E qual é o objetivo desse sacrifício de tamanho sofrimento, dessa autodoação a custo de sangue para alcançar a Pax Christi? É uma nova e duradoura reconciliação entre a humanidade e Deus, e entre todos os indivíduos e grupos rompidos que compõem a humanidade. Em outra de suas cartas, Paulo colocou a questão da seguinte forma: “Não há judeu nem grego, nem escravo nem livre, homem nem mulher, pois todos são um em Cristo Jesus” (ver Gálatas 3:28). Hoje em dia, ele poderia falar do veterano de guerra com aquele que protesta em favor do pacifismo; da neta tatuada e que usa piercing com sua empertigada e bem comportada avó; dos ortodoxos com os católicos e dos pentecostais com os batistas; dos cristãos com os judeus e dos muçulmanos com os hindus; dos tútsis com os hutus, e de ambos com os twas; dos republicanos de direita com os democratas de esquerda; dos crentes com os incrédulos.

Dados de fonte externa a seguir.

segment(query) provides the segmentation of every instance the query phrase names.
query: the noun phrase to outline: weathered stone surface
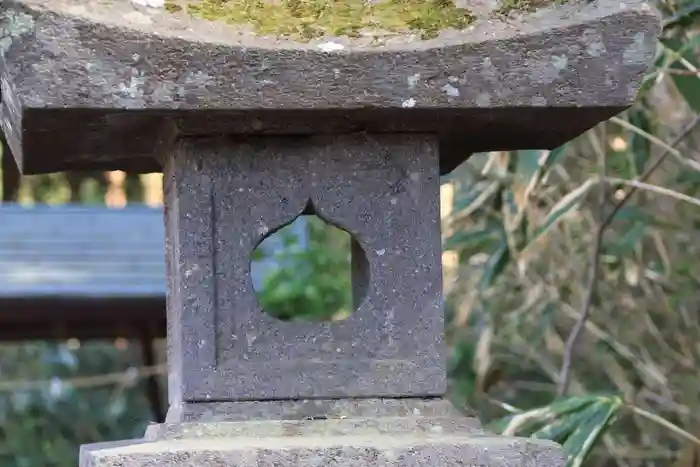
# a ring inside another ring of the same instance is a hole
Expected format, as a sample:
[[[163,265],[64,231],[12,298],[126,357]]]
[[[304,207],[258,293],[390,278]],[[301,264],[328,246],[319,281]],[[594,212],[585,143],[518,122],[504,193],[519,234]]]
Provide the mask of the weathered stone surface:
[[[128,1],[4,0],[2,129],[24,173],[160,170],[173,128],[431,132],[445,172],[474,151],[555,147],[623,110],[658,33],[641,1],[598,0],[426,41],[334,38],[329,52]]]
[[[555,467],[566,460],[556,443],[494,437],[465,417],[420,412],[397,416],[390,411],[370,418],[359,415],[153,425],[143,440],[83,446],[80,465]]]
[[[249,420],[327,420],[347,418],[427,417],[463,418],[475,429],[474,418],[462,414],[443,398],[404,397],[401,399],[301,399],[246,402],[197,402],[174,405],[166,422],[210,423]]]
[[[445,392],[436,137],[187,139],[165,191],[171,404]],[[344,321],[276,320],[252,288],[309,209],[355,240]]]

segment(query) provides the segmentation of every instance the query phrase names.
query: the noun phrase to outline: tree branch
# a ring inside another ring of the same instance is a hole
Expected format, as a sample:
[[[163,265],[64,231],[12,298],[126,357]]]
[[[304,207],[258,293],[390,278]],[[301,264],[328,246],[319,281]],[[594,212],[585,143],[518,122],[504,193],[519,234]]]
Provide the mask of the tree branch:
[[[690,124],[688,124],[678,136],[676,136],[676,138],[668,145],[668,147],[665,148],[664,151],[659,155],[656,161],[649,167],[647,167],[644,173],[642,173],[635,180],[635,182],[645,182],[661,166],[664,160],[666,160],[668,156],[673,153],[676,146],[678,146],[685,138],[687,138],[692,133],[692,131],[698,126],[700,126],[700,115],[696,116],[695,119]],[[605,152],[605,147],[603,147],[603,154],[601,155],[599,153],[599,158],[601,158],[603,162],[603,164],[601,165],[601,169],[603,170],[602,178],[605,177]],[[606,201],[606,190],[604,189],[605,185],[603,183],[604,182],[601,181],[601,189],[599,192],[599,209],[601,210],[601,214]],[[638,189],[639,185],[632,185],[632,187],[625,192],[622,199],[620,199],[620,201],[618,201],[615,207],[613,207],[612,211],[610,211],[610,213],[606,217],[602,218],[601,222],[598,224],[598,228],[596,229],[596,235],[593,240],[593,245],[591,246],[591,257],[589,260],[588,269],[588,282],[586,284],[586,292],[584,294],[583,303],[581,305],[581,313],[579,315],[578,320],[574,324],[574,328],[571,330],[571,334],[569,334],[569,337],[566,340],[566,345],[564,346],[562,367],[561,372],[559,373],[559,389],[557,392],[557,395],[559,397],[566,395],[566,393],[569,391],[569,386],[571,384],[571,357],[576,347],[576,343],[578,342],[579,335],[581,334],[581,331],[583,330],[583,327],[585,326],[586,321],[588,320],[588,317],[591,313],[591,303],[593,302],[593,297],[595,296],[596,285],[598,282],[598,274],[600,269],[600,250],[603,245],[603,237],[605,235],[605,231],[613,222],[615,216],[629,202],[629,200],[637,192]]]

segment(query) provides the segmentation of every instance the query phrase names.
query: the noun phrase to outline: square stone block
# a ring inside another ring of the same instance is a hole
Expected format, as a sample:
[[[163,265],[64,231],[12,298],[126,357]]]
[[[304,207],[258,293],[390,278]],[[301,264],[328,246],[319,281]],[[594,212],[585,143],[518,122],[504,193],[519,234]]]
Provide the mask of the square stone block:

O que é esse conjunto de relacionamentos reconciliados senão o Reino de Deus? Paulo trata desse mesmo tema em Efésios 1:9-10 “[Deus] nos revelou o mistério de sua vontade, de acordo com seu bom propósito que ele estabeleceu em Cristo, isto é, o de fazer convergirem em Cristo todas as coisas, celestiais ou terrenas, na dispensação da plenitude dos tempos.” Essa unidade – essa convergência de todas as coisas em Cristo – é mais uma forma de se traduzir o Reino de Deus.

Por Brian D. McLaren, em A mensagem secreta de Jesus – Desvendando a verdade que poderia mudar tudo – Thomas Nelson Brasil, 2006. Tradução de Pedro José Maria Bianco.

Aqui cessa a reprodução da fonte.